Divorce and the Family in America

A social critic argues that divorce poses no threat to the institution of marriage

Current concern about divorce springs from two different kinds of considerations. On the one hand, the prevalence of divorce seems to reflect a ''breakdown" of marriage. Traditionalists demand, in the face of this condition, a tightening of the divorce laws; reformers, a more "mature" approach to marriage. On the other hand, a second group of reformers is alarmed not by the breakdown of marriage but by the hypocrisy surrounding divorce. They would make marriage a completely private matter, terminable, in effect, by mutual consent—a change which might or might not accelerate the "decline of the family," but which, they argue, would better accord with our pretensions to humanity than the present laws.

The plea for more stringent legislation encounters the objection that laws governing morals tend to break down in the face of large-scale noncompliance.
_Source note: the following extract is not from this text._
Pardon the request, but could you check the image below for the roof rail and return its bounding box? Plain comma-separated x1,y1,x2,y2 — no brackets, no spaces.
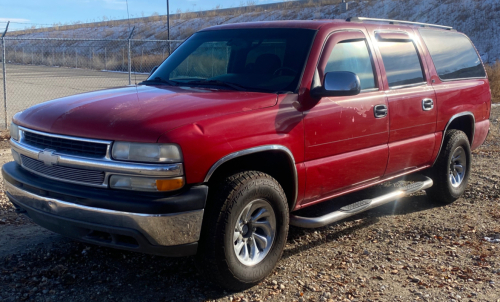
346,17,453,30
In New York, the old divorce law did not prevent people from getting divorces elsewhere or from obtaining annulments on the slightest suspicion of "fraud." The argument that there would be fewer divorces if there were fewer romantic illusions about marriage expresses an undoubted truth; but it is not clear, as the argument seems to assume, that there is something intrinsically undesirable about a high rate of divorce. Most reformers, when confronted with particular cases, admit that divorce is better than trying to save a bad marriage. Yet many of them shy away from the conclusion toward which these sentiments seem to point, that one way of promoting more mature marriages might be to make marriage as voluntary an arrangement, both as to its inception and as to its termination, as possible. The definition of marriage as a contract, enforceable at law, probably helps to promote the conception of marriage as a combat, a tangle of debts and obligations, which figures so prominently in American folklore. Revision of the law, particularly the divorce law, would not by itself change popular ideas of marriage, but it would at least deprive them of legal sanction.

Even now, living apart is grounds for divorce in eighteen states and in Puerto Rico and the District of Columbia, the period of time varying from eighteen months in Maryland to ten years in Rhode Island. Barring a general wave of reaction, a possibility which should not by any means be discounted, other states can be expected to follow their example. In every case, reform will be accompanied by dire predictions of the disintegration of domestic values, but the family has outlived such predictions before. Far from being a survival of some earlier historical period, the idea of the family as sacred and inviolate, the cornerstore of society and the seat of virtue, is a characteristically modern idea bound up with the "privatization" of experience and with the tendency of the middle class, in Aries's words, "to organize itself separately, in a homogeneous environment, among its families, in homes designed for privacy, in new districts kept free from all lower-class contamination." This self segregation of the middle class may have been, in the long run, a disaster; on the other hand, it may turn out to have been, precisely because it fostered a new respect for the family, an important countervailing influence to the growth of the state. In either case, the family, desirable or deplorable, is hardly threatened by the increase in divorce.